Kershaw bought Buehler a suit for the All-Star Game’s red-carpet ceremony this past summer. When the entire team dressed in elaborate costume near the end of the regular season, Kershaw and Buehler collaborated on a “Zoolander” theme. Most of their dialogue, however, has taken place in the dugout while others are pitching. Kershaw has helped Buehler become more intent about scouting opponents, which helped Buehler pitch with more conviction this season. Through Buehler, Kershaw has become more fluent in analytics, which accelerated his evolution.

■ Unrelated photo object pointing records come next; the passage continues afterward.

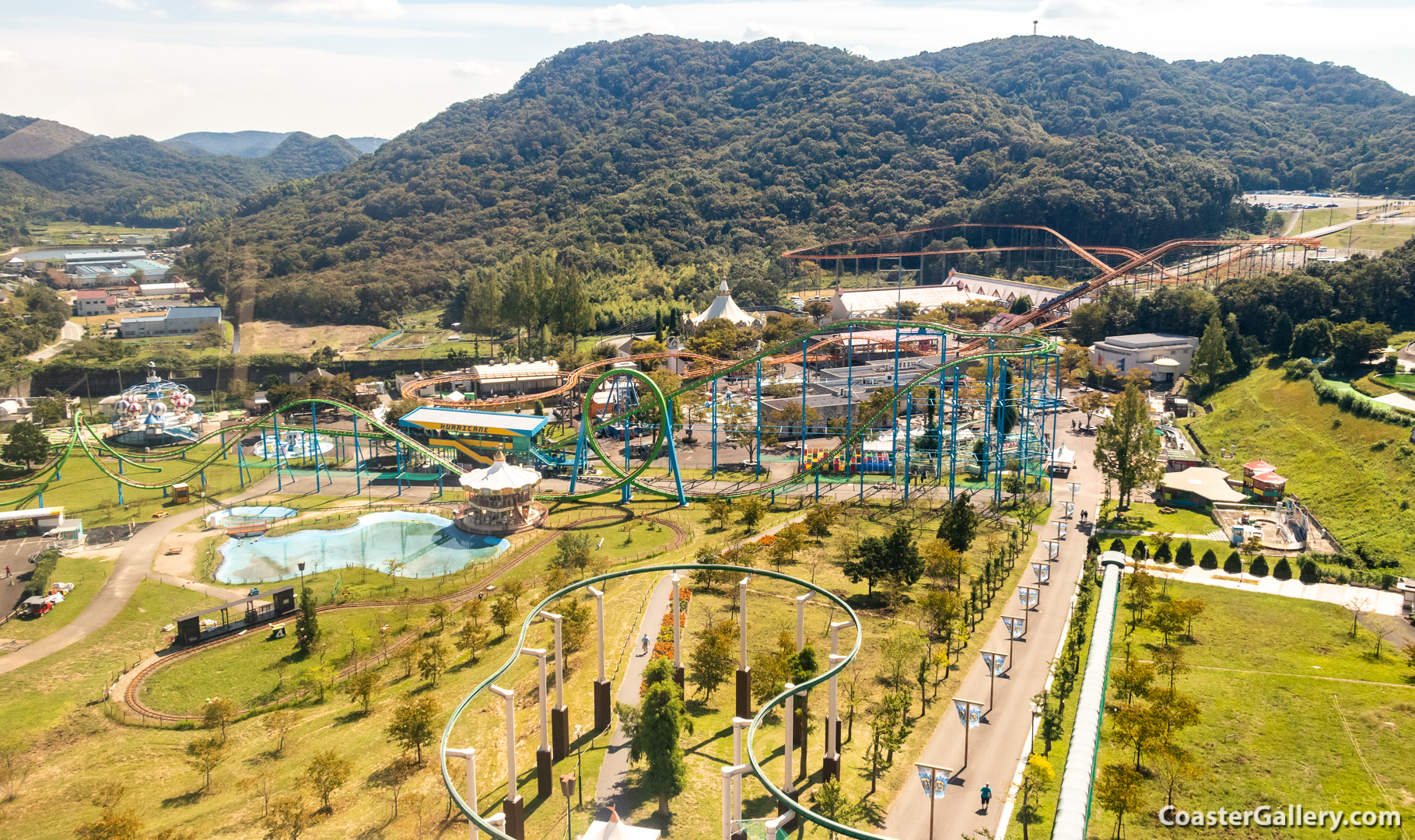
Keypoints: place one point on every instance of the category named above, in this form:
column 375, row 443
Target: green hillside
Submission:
column 1278, row 122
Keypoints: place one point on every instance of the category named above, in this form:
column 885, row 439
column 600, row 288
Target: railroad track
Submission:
column 135, row 705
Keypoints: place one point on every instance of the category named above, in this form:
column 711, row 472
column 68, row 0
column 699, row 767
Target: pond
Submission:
column 428, row 544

“Walker doesn’t need a lot of help, you know,” Kershaw said. “He probably knows more about pitching than I do, just in terms of the mechanics part of it and the process of how to create velocity or how to create spin, all this stuff. He’s probably, I guess you could say, a little more new-age than I am. I like listening to him. I like learning from him.”
Buehler is a 25-year-old, unmarried right-hander with an explosive fastball. Kershaw is a 31-year-old, married father of two who now relies heavily on breaking pitches. Kershaw has long been considered the second coming of Sandy Koufax, whereas Buehler seems to more closely resemble the next Justin Verlander. It’s a connection that wouldn’t exist without the forced relationships of team sports but one that has nonetheless become fruitful.
Kershaw has been among several Dodgers veterans who have been disarmed by Buehler’s candidness and arrogance.
He has come to find him endearing.
“He grows on you,” Kershaw said. “He kind of wears you down.”
They’re each tasked with ensuring that this dream season — of 106 regular-season victories, 12 walk-offs and 279 home runs — continues into the next round. It’ll be up to Buehler and Kershaw to outduel Strasburg — and potentially Patrick Corbin — and tame the potent bats of Anthony Rendon and Juan Soto.
Buehler will start, but Kershaw will be waiting, eager to help if needed.
It has become a theme.
“He’s there to kind of be an ear,” Buehler said, “and at the same time just tell you you’re being an idiot.”